There is a subtle race condition with the notification code when an image is first loaded that can lead to OnStartDecode being called twice in a row without getting OnStop* in between. This is causing an abort in the onload blocking code in nsImageLoadingContent.cpp: http://mxr.mozilla.org/mozilla-central/source/content/base/src/nsImageLoadingContent.cpp#197 This doesn't normally show up, but we do enough decode requests in bug 512260 that it starts to become in issue there. The fix for this bug depends on joe's work in bug 572520, so we need to wait for that. Here's what happens: A consumer wants an image. To this end, it calls LoadImage: http://mxr.mozilla.org/mozilla-central/source/modules/libpr0n/src/imgLoader.cpp#1491 We get a cache hit, and thus validate the entry: http://mxr.mozilla.org/mozilla-central/source/modules/libpr0n/src/imgLoader.cpp#1555 We decide that, norly, we really want to validate, and call ValidateRequestWithNewChannel: http://mxr.mozilla.org/mozilla-central/source/modules/libpr0n/src/imgLoader.cpp#1356 Next, we create a proxy, which (ahah!) adds the proxy to the imgRequest without sending any notifications, since we send those later during cache entry validation. http://mxr.mozilla.org/mozilla-central/source/modules/libpr0n/src/imgLoader.cpp#1200 http://mxr.mozilla.org/mozilla-central/source/modules/libpr0n/src/imgRequestProxy.cpp#131 We then proceed to instantiate an asynchronous imgCacheValidator, and return. http://mxr.mozilla.org/mozilla-central/source/modules/libpr0n/src/imgLoader.cpp#1213 Next, before the cache validator gets itself going, we have some activity on the underlying image (say, someone calls RequestDecode() in bug 512260), which causes it to start decoding and send OnStartDecode(), but nothing farther than that. The imgCacheValidator gets itself going, and calls NotifyProxyListener() http://mxr.mozilla.org/mozilla-central/source/modules/libpr0n/src/imgLoader.cpp#2021 BAM! 2 OnStartDecodes in a row! Joe thinks that the solution here is to use his "defer" machinery in bug 572520, but that's not ready yet. So we wait.

This blocks bug 512260, which blocks a blocker (bug 563088). Nominating.

Who owns this? Need an owner ASAP.

That's me! Forgot to take the bug - sorry about that.

Added a patch to call defer/undefer in the right places. I spoke with Joe a bit about this on gchat, and he was ok with it. Flagging for review.

Comment on attachment 462196 [details] [diff] [review] Initial stab at fixing the race condition Oh hey, that actually worked! Sorry for the noise. (In case anyone's interested, I just figured out how to push from git to bugzilla).

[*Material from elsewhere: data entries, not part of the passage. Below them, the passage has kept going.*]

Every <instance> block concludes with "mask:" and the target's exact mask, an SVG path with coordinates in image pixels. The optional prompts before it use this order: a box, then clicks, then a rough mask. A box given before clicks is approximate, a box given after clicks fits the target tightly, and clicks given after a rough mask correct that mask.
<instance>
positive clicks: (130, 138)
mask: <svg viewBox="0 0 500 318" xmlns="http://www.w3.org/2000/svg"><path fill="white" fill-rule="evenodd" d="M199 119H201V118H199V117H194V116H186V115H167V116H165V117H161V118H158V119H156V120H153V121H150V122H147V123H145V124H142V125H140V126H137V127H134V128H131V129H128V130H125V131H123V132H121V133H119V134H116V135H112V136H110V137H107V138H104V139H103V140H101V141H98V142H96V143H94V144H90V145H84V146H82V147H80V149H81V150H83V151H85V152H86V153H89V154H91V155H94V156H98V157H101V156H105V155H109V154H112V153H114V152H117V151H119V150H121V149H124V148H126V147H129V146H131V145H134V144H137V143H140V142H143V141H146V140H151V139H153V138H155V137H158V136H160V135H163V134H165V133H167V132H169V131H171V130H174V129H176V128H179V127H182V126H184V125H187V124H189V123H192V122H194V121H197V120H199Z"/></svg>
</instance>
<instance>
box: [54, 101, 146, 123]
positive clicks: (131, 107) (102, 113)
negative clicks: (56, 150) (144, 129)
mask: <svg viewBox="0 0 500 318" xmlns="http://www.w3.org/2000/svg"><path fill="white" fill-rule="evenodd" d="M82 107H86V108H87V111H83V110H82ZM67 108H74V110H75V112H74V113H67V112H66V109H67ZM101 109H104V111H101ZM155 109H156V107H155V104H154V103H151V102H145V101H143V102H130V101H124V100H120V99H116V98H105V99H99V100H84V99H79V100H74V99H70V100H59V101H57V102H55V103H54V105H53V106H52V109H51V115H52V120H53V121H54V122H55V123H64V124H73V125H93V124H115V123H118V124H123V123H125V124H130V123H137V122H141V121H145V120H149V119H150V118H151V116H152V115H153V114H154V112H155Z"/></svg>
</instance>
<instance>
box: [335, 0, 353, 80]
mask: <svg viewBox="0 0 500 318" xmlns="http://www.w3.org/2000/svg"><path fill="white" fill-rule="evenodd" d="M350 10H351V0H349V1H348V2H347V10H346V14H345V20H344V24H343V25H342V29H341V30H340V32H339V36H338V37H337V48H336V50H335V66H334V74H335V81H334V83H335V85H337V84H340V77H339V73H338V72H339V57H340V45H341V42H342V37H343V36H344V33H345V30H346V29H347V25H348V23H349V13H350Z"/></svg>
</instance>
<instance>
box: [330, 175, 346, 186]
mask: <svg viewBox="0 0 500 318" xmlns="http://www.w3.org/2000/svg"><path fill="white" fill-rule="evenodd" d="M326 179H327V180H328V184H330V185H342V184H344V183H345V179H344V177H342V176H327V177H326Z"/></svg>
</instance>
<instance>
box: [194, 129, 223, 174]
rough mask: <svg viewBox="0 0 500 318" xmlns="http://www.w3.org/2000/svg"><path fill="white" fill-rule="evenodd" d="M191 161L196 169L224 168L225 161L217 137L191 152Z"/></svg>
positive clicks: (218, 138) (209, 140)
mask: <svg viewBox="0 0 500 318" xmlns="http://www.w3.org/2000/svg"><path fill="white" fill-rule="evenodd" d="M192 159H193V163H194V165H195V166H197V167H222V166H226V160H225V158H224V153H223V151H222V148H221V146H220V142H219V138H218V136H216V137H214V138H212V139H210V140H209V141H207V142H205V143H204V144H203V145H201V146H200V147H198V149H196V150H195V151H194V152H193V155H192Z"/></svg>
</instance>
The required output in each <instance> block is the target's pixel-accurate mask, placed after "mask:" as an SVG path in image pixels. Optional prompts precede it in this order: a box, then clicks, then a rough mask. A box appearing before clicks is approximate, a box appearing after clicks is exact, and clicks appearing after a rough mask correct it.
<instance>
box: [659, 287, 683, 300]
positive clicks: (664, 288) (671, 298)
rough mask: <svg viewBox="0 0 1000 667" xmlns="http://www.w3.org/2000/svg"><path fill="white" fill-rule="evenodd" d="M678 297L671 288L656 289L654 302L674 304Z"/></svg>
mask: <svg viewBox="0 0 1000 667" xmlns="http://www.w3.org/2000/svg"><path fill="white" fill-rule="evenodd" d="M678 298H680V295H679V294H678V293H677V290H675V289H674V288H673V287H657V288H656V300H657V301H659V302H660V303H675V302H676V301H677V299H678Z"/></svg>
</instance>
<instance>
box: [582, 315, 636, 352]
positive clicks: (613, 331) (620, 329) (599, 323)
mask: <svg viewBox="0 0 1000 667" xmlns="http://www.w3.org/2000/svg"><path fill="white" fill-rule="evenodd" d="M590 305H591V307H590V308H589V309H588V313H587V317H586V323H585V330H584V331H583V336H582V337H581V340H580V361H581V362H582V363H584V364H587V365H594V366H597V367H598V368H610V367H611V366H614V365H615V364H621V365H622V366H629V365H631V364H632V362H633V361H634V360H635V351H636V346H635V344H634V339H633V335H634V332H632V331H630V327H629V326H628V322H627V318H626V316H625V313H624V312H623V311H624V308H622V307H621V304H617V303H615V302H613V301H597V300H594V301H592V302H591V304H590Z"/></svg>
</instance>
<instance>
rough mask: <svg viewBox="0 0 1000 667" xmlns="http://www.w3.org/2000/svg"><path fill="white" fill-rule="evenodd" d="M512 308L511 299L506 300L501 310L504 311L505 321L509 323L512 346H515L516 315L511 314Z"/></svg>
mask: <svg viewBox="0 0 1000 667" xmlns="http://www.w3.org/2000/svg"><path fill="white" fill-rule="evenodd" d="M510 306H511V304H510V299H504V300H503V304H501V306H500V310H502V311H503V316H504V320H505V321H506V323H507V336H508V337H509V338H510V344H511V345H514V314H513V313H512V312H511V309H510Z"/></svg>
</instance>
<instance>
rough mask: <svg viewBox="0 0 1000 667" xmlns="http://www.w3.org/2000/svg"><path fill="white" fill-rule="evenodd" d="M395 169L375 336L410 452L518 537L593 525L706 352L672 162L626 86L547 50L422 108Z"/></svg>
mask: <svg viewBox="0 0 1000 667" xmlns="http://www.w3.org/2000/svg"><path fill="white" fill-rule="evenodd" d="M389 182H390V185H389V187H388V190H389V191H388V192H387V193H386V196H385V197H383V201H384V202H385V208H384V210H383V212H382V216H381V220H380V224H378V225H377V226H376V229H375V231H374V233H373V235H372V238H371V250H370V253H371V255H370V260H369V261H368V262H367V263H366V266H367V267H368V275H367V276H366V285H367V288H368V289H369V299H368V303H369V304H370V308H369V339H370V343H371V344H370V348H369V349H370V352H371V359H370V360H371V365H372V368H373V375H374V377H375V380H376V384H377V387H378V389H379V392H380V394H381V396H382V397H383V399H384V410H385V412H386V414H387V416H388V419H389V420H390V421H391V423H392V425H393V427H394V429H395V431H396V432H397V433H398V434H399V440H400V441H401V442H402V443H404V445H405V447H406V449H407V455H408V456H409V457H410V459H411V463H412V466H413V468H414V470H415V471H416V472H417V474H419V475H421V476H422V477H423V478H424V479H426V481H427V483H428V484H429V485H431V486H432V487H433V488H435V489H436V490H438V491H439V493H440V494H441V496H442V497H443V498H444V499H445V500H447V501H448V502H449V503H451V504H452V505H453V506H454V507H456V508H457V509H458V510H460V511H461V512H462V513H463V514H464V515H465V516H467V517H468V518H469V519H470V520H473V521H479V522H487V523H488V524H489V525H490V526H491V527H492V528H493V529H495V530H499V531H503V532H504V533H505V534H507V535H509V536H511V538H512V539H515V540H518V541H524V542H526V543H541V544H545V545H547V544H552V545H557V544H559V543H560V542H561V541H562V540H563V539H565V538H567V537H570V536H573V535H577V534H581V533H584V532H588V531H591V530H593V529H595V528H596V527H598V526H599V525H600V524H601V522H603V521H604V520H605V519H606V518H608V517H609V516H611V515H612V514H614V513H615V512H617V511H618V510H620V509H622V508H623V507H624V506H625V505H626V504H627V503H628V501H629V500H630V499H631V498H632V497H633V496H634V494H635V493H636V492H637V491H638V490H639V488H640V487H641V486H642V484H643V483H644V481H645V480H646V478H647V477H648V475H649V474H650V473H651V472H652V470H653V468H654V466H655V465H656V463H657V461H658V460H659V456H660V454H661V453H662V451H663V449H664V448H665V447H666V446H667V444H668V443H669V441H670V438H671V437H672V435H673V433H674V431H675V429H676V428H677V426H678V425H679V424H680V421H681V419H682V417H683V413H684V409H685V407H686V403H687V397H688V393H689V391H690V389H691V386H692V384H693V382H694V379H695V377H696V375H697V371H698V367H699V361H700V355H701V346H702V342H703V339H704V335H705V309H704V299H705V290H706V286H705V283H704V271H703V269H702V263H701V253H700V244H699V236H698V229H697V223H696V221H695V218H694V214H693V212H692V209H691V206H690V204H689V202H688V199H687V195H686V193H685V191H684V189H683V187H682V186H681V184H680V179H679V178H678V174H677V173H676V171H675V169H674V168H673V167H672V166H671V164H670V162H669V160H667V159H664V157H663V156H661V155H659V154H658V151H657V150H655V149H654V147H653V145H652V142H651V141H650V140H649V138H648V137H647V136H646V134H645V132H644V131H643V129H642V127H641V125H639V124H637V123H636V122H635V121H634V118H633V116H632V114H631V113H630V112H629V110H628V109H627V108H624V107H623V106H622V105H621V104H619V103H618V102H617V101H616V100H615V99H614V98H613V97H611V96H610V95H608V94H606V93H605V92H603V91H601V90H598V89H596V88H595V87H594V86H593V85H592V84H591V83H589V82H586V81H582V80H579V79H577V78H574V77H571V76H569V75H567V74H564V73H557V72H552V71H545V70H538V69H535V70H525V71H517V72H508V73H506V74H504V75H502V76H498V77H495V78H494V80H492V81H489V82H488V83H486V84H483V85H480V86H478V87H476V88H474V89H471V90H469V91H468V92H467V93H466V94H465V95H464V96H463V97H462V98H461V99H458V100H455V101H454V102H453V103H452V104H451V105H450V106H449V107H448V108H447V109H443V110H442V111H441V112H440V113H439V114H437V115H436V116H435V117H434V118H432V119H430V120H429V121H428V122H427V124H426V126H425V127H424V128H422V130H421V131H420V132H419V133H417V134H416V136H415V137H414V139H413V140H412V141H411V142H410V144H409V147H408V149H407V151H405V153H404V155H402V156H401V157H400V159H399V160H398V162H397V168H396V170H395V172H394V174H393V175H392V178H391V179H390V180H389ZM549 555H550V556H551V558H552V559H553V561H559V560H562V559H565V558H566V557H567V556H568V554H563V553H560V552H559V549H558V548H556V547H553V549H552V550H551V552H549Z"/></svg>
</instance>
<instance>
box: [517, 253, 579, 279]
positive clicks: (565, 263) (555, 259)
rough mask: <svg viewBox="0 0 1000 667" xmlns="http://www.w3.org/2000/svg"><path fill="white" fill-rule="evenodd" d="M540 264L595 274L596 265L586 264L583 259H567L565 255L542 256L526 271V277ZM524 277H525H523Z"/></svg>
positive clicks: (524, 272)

pushed to try as 0b9b622cde81

Comment on attachment 462155 [details] [diff] [review] patch v1 I'd prefer the comments say something along the lines of "We will send notifications from imgRequestValidator::OnStartRequest; in the mean time, we must defer notifications because we are added to the imgRequest's proxy list, and we can get extra notifications resulting from methods such as RequestDecode()." Just a little bit more explicit. Also, is it possible for you to write a test along the lines of the ones I did for bug 572520, to make sure that we don't get two OnStartRequests in a row? I presume we can't just add NS_ABORT_IF_FALSEs to imgStatusTracker because of other latent issues along this line.

Updated patch, addressing joe's comment concerns. I _think_ this looks good on try, but it's hard to tell because everything's so orange. I'll push it when things clear up.

This blocks beta 5, the feature freeze.

pushed: http://hg.mozilla.org/mozilla-central/rev/58b623ff605c Resolving fixed.

There's some tree weirdness going on right now (tinderbox is being crashy). I'm going to leave this open to make sure we verify that it stuck.

This seems to have stuck. Re-resolving fixed.